A new SNP document, The Economic Case for Independence, insisted that Scotland is paying an annual surplus of pounds 400m to the UK. This is a direct contradiction of government figures which currently claim that the Union subsidises Scotland by about pounds 8bn.

John Swinney, the SNP's treasury spokesman, told the conference that Scotland, as a small resource-rich country, would thrive if independent. "Of the 35 richest countries in the world, 25 have populations of less than 10 million - and few have Scotland's wealth of resources," he said. And in a theme that will clearly be reinforced between now and the election campaigns Fergus Ewing, the party's business spokesman, argued that independence "would give us the power to unleash economic potential and transform Scotland from an under-achieving part of the UK into one of Europe's wealthiest and most dynamic tiger economies".

Turning an pounds 8bn subsidy into a pounds 400m surplus has involved the SNP sharply challenging government statistics on everything from North Sea oil revenue to local business rates. The largest amount is accounted for by the claim that by removing Scotland's share of the UK's current public overdraft, which they estimate pounds 50bn, the Scottish subsidy could be cut in half. The Nationalists' document also claims that increasing revenues from North Sea oil will deliver an extra billion a year on top of current estimates.

It also claims that since 1979 Scotland under the Union has lost out on 20 per cent of potential economic growth.

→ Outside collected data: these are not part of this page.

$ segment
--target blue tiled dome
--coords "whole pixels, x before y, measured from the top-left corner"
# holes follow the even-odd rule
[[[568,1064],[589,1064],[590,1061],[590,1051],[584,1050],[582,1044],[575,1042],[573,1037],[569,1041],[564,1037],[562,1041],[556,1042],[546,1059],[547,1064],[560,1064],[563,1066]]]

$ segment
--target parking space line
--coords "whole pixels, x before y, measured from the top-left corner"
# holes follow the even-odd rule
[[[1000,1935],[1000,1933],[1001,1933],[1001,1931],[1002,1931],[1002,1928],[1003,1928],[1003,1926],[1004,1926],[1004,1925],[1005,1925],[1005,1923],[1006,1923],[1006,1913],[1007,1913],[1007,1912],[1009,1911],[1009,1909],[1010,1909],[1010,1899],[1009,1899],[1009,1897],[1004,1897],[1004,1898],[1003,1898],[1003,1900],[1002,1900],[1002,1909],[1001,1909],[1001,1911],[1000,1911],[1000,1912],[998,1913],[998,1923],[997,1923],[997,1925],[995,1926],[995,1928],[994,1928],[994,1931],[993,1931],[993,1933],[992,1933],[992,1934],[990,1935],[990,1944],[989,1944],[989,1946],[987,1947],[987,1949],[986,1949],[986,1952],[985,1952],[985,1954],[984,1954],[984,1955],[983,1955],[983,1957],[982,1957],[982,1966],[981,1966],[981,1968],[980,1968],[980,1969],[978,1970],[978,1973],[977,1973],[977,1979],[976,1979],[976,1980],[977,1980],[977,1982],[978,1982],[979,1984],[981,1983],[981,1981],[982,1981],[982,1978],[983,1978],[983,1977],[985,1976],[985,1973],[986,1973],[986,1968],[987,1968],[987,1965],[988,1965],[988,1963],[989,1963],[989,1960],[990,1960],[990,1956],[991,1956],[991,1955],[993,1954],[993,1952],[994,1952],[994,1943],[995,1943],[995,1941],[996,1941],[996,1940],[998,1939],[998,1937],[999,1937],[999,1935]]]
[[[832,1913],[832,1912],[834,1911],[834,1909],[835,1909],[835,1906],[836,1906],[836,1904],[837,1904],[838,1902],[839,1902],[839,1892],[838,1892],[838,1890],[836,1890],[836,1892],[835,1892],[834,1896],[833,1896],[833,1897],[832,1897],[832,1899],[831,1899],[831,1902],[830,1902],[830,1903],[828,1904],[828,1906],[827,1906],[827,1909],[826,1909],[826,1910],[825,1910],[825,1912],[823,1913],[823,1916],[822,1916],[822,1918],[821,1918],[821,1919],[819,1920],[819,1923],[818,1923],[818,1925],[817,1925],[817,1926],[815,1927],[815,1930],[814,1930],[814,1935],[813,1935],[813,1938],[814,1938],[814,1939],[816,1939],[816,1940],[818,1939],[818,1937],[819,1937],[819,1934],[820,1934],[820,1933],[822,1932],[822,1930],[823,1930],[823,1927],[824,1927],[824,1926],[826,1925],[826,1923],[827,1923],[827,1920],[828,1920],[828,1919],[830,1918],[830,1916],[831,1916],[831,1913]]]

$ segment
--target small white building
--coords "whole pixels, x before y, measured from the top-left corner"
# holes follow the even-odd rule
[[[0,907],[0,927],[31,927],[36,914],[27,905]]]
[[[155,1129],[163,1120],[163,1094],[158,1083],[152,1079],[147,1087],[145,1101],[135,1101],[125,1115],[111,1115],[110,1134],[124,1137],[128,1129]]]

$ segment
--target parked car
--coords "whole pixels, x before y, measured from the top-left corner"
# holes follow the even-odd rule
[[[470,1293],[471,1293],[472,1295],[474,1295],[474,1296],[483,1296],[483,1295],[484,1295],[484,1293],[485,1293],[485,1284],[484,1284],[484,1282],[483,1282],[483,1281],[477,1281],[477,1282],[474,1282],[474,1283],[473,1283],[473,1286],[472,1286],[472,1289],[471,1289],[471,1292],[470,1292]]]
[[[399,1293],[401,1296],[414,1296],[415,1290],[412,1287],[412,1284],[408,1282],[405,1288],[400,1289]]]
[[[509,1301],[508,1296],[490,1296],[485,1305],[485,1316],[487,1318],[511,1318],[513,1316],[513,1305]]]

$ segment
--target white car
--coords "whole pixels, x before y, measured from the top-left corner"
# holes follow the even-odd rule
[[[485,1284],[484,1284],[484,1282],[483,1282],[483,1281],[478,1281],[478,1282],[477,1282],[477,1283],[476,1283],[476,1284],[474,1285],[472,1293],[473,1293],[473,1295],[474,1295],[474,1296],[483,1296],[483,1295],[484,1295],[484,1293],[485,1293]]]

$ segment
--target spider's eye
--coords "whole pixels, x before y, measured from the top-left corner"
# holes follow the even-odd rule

However, the descriptions of a tiger economy and the accountancy methods used in the SNP's independence argument were attacked yesterday by the Shadow Chancellor Gordon Brown as "a Brigadoon budget" - a reference to a mythical kingdom. Mr Brown branded the SNP's sums as "wish-list politics, a list of promises no one can afford to deliver".

Under Alex Salmond's leadership the SNP has tried to behave like a party seeking to win a post-independence election. Instead of merely estimating Scotland's wealth and laying down the moral and political arguments for independence, Mr Salmond has played the role of would-be prime minister and chancellor. Yesterday's document continued that pattern, saying how an SNP government would spend its wealth.

Mr Brown continued his attack on the SNP's shopping list as "Alex in wonderland". He said: "Under Alex Salmond's independence budget total spending climbed by pounds 5,500 million, an extra spending commitment of pounds 1,000 for every Scot. But without the income to make ends meet."